Received: 12 March 2025
Accepted: 25 July 2025

Abstract

Aims. PDS 70c is a source of Hα emission and variable sub-millimetre signal. Knowledge of the emission mechanisms may enable observations of accretion rates and physical conditions in the circumplanetary environment.

Methods. We report ALMA observations of PDS 70 at 145 GHz (Band 4), 343.5 GHz (Band 7), and 671 GHz (Band 9) and compare them with archival data at 97.5 GHz (Band 3). The derived radio spectral energy distribution (SED) of PDS 70c is coeval within two months, and is interpreted in terms of analytic models of dusty and viscous discs (i.e. circumplanetary discs, CPDs). In a novel approach, we include the free-free continuum from H I, metals (e.g. K I) and H⁻.

Results. New detections in Bands 3 (tentative at 2.6 σ), 4 (5 σ), and 7 (re-detected at 9 σ) are consistent with optically thick thermal emission from PDS 70c (spectral index α = 2 ± 0.2). However, a non-detection in Band 9 breaks this trend, with a flux density falling below an optically thick extrapolation at 2.6 σ. A viscous dusty disc is inconsistent with the data, even with the inclusion of ionised jets. Interestingly, the central temperatures in such CPD models are high enough to ionise H I, with huge emission measures and an optically thick spectrum that marginally accounts for the radio SED (within 3 σ of Band 9). Since there is no room for steeper components (with α > 2), the dust-to-gas ratio is lower than 10⁻⁵. By contrast, uniform-slab models suggest much lower emission measures to account for the Band 9 drop, with ionisation fractions of ∼10⁻⁷ and an outer radius of ∼0.1 au. Such conditions are recovered if the CPD interacts with a planetary magnetic field, leading to a radially variable viscosity, α(R) ≲ 1, and central temperatures of ∼10³ K that regulate metal ionisation. However, the H⁻ opacity still results in an optically thick SED, overshooting Band 9. We find that the optically thin turnover at ≳600 GHz is only recovered if a thin shocked layer is present at the CPD surface, as is suggested by simulations. A photospheric shock or accretion funnels are ruled out as radio emission sources because their small solid angles require T ∼10⁶ K, which are unrealistic temperatures in planetary shock accretion.

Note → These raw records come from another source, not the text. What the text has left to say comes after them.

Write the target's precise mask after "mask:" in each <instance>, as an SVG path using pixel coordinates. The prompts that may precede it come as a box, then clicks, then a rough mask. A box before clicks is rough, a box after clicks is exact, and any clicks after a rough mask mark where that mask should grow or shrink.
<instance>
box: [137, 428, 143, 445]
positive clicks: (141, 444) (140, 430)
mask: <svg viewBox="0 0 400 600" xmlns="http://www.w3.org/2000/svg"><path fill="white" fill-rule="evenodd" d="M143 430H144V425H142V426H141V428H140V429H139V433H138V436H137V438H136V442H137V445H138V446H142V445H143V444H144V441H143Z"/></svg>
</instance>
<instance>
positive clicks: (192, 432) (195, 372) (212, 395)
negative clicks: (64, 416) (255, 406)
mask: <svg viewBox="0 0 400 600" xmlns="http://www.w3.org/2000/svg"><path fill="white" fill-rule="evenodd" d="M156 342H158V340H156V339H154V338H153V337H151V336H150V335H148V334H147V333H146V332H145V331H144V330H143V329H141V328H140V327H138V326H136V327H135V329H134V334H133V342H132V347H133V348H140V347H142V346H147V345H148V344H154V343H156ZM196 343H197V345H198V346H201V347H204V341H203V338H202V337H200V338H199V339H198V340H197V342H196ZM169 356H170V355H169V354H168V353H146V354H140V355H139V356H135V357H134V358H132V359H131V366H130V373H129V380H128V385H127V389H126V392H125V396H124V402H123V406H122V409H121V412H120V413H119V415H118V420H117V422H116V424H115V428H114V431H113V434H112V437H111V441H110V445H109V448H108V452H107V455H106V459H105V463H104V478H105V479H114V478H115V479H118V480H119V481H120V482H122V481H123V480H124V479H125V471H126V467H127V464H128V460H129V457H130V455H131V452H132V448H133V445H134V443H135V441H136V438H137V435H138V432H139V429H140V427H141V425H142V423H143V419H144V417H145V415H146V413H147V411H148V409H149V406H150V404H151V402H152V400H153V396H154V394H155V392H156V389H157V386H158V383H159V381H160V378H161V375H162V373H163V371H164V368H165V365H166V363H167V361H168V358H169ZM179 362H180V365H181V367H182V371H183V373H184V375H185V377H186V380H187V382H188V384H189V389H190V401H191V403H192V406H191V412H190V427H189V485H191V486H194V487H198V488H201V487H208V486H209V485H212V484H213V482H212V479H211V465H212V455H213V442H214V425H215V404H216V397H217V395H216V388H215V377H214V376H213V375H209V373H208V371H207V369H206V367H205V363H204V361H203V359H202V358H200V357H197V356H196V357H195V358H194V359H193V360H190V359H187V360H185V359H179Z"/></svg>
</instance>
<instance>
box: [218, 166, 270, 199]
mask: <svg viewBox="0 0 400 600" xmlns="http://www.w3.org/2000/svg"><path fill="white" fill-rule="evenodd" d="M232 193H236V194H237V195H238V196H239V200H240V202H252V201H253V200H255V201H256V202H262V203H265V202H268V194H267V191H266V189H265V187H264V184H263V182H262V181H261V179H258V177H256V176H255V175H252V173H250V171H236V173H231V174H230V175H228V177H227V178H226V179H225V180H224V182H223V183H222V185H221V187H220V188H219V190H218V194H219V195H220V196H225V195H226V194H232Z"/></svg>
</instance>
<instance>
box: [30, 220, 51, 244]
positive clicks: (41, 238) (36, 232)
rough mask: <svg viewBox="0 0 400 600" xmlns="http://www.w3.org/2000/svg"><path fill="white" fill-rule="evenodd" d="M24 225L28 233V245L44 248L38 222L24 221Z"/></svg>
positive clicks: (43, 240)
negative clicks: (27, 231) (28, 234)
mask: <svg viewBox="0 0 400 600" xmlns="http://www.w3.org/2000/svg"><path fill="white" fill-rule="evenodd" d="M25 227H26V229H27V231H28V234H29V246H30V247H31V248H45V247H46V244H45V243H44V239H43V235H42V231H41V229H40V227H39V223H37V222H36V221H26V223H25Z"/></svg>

Conclusions. The SED of PDS 70c collected here is optically thick up to Band 7 but probably (2.6 σ) turns over towards Band 9. An optically thick spectrum can be explained by atomic plasma radiation from a magnetised disc, where the radio opacity stems from metal and H⁻ free-free. If so, PDS 70c is depleted of sub-millimetre-emitting dust by a factor of at least 1000. However, the turnover can only be accounted for by H I free-free from an accretion shock at the surface of a CPD.